LONDON A disgruntled British sailor who tried to pass military secrets to Russia because he was fed up with Britain's Royal Navy was jailed for eight years on Wednesday.
Petty Officer Edward Devenney, 30, was caught in a sting operation in January as he tried to hand over classified information about British nuclear submarines to men he thought were Russian agents.
"The defendant was prepared to betray his country and his colleagues," Judge John Saunders said. "Those who serve their country loyally must know that those who don't will receive proper punishment."

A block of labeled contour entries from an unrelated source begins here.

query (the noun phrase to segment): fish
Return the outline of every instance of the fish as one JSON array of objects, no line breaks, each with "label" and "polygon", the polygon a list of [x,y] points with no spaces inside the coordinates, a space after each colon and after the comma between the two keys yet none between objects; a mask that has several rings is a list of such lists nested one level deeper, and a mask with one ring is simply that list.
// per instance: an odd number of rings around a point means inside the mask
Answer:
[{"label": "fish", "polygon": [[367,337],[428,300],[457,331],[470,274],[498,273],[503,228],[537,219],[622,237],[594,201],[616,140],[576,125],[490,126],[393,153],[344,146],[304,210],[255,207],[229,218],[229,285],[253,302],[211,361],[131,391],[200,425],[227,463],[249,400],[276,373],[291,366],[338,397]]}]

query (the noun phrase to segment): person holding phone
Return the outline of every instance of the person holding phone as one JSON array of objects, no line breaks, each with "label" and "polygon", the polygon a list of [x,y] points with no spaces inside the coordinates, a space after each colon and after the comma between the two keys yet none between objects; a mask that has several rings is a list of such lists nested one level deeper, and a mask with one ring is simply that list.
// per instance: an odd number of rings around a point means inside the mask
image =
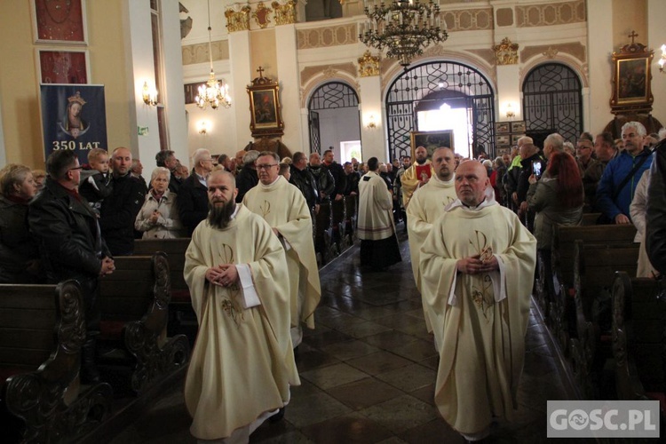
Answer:
[{"label": "person holding phone", "polygon": [[534,234],[536,248],[550,258],[553,226],[580,225],[583,219],[584,194],[581,172],[575,159],[567,153],[551,156],[546,173],[542,176],[543,163],[533,163],[529,176],[527,207],[535,212]]}]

Devenney, who had been in the Navy for 10 years, had not asked for anything in return for the information but said he was disillusioned after a missed promotion opportunity and wanted to "hurt the Royal Navy", the court heard.
The information, if passed on, could have led to the capture of the nuclear submarine HMS Vigilant's unique signature - the sound it makes as it passes through water - which could have resulted in it losing its capacity to go undetected.

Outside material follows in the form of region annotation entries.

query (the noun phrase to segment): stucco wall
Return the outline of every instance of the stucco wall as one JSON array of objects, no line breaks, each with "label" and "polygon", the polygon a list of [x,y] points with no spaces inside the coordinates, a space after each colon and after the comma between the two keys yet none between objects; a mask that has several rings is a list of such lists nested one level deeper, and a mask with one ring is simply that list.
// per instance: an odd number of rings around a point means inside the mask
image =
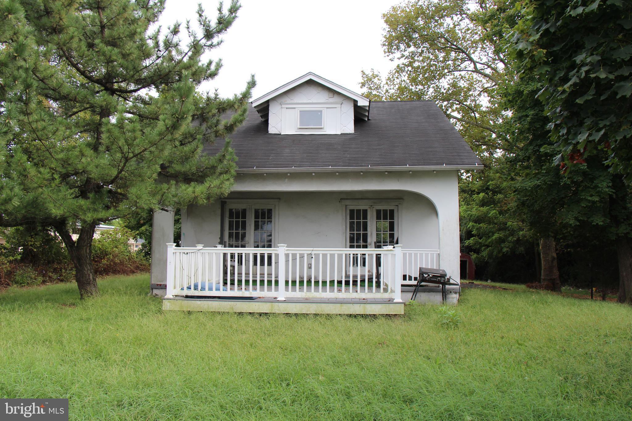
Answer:
[{"label": "stucco wall", "polygon": [[[334,237],[338,235],[335,233],[341,232],[343,228],[341,198],[350,198],[353,193],[363,195],[357,197],[367,198],[403,198],[400,242],[406,247],[434,248],[437,237],[430,234],[433,230],[437,232],[438,225],[441,268],[455,280],[459,280],[459,196],[456,170],[389,171],[388,174],[377,170],[339,172],[337,174],[335,172],[238,174],[231,196],[245,197],[253,195],[252,192],[258,192],[256,194],[260,195],[259,197],[279,199],[279,228],[281,226],[301,226],[296,223],[297,220],[314,218],[311,222],[303,221],[302,224],[305,232],[312,233],[314,247],[335,247],[330,245],[329,240],[343,244],[341,238],[336,237],[336,240]],[[291,192],[300,192],[300,194],[293,196],[289,194]],[[415,195],[419,195],[420,198],[416,200],[413,198]],[[293,197],[295,199],[292,199]],[[301,201],[301,197],[309,199]],[[282,199],[284,201],[283,203]],[[409,206],[409,203],[412,205]],[[417,208],[415,203],[418,206],[418,212],[411,210]],[[431,203],[434,210],[430,207]],[[286,210],[282,204],[288,206]],[[336,206],[339,206],[337,211]],[[319,211],[320,206],[324,210],[329,210],[328,212],[339,212],[338,216],[323,219],[322,215],[327,212]],[[293,208],[294,210],[291,210]],[[304,216],[302,214],[305,212],[296,211],[305,211],[306,208],[309,211],[307,215],[315,216]],[[207,208],[191,207],[185,210],[184,213],[182,229],[186,245],[204,244],[213,246],[217,244],[219,238],[219,223],[210,221],[219,221],[219,203]],[[162,223],[154,220],[154,232],[161,232],[155,229],[157,222]],[[326,227],[327,228],[317,229],[319,227]],[[423,240],[415,245],[415,239]],[[284,244],[295,247],[309,246],[307,240],[298,238],[292,233],[279,231],[276,242],[286,242]],[[154,267],[157,268],[159,263],[166,258],[164,243],[167,242],[157,239],[155,237],[154,241],[157,245],[161,244],[162,250],[157,246],[155,252],[152,254],[153,259],[158,261],[155,266],[152,262],[152,272]],[[293,244],[293,241],[301,242]],[[152,282],[154,279],[152,276]]]},{"label": "stucco wall", "polygon": [[[439,248],[439,222],[427,198],[406,191],[234,193],[227,203],[267,198],[276,205],[277,219],[274,246],[296,247],[346,247],[345,206],[376,204],[398,206],[399,239],[405,248]],[[241,200],[243,199],[243,201]],[[341,199],[343,199],[341,201]],[[255,202],[256,203],[256,202]],[[220,204],[190,206],[182,213],[185,246],[213,247],[220,236]]]},{"label": "stucco wall", "polygon": [[[329,97],[329,92],[333,92],[333,98]],[[268,131],[270,133],[281,133],[282,102],[342,102],[340,107],[340,133],[353,133],[353,100],[318,82],[308,80],[270,100]],[[291,124],[294,124],[296,117],[293,113],[289,114],[291,114]],[[329,113],[327,119],[328,121],[332,121]],[[337,131],[331,132],[329,129],[328,127],[327,133],[337,133]]]}]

Devenney, from Northern Ireland, had served on three of Britain's four Trident class nuclear submarines, a critical part of the country's nuclear deterrent, and had specialised in maintaining communications systems.
"He was something of a blue-eyed boy in the Royal Navy, a high-flyer with the potential for a commission," his Defence counsel Lord Carlile said.

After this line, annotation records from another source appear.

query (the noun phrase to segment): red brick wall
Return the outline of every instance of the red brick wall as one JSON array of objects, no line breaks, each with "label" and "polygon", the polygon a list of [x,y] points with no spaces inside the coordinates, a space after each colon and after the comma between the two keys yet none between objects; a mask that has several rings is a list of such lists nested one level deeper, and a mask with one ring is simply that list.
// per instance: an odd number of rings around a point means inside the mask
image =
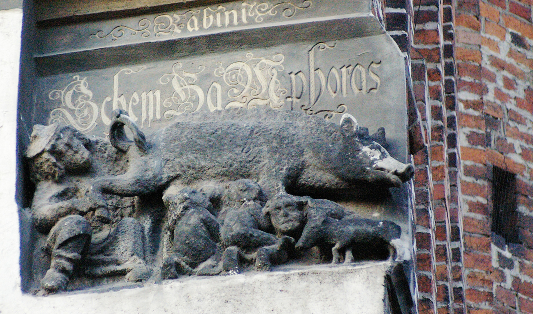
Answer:
[{"label": "red brick wall", "polygon": [[[410,68],[420,313],[533,313],[530,1],[413,0],[391,32]],[[519,244],[491,232],[492,166],[516,175]]]}]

The court heard that he had suffered from bouts of depression and binge drinking after he was accused and later acquitted of rape in 2010.
His behaviour had become a source of concern to his superiors and in 2011 he was withdrawn from a training course that could have led to him being promoted.
The case comes at a time of tense relations between Britain and Russia, particularly after the death of former Russian spy and Kremlin critic Alexander Litvinenko from radioactive poisoning in London in 2006.
SECRET COURT SESSION
The court heard that on November 17, 2011, Devenney made 11 calls to the Russian embassy in the middle of the night.
Two days later, on board HMS Vigilant, he took three photographs of material used to encrypt or decrypt classified information and downloaded them to his personal computer.
For the next three months he exchanged calls and text messages with two men purporting to be Russian agents.
On January 28, Devenney met his contacts, who called themselves "Dima" and "Vladimir" at the British Museum in London before heading to a hotel.
There, unaware he was being taped, he offered to share information, saying: "I have the potential to get whatever's in the system".
He arrested in March in the south-western port of Plymouth.
Part of the court proceedings were held behind closed doors for national security reasons.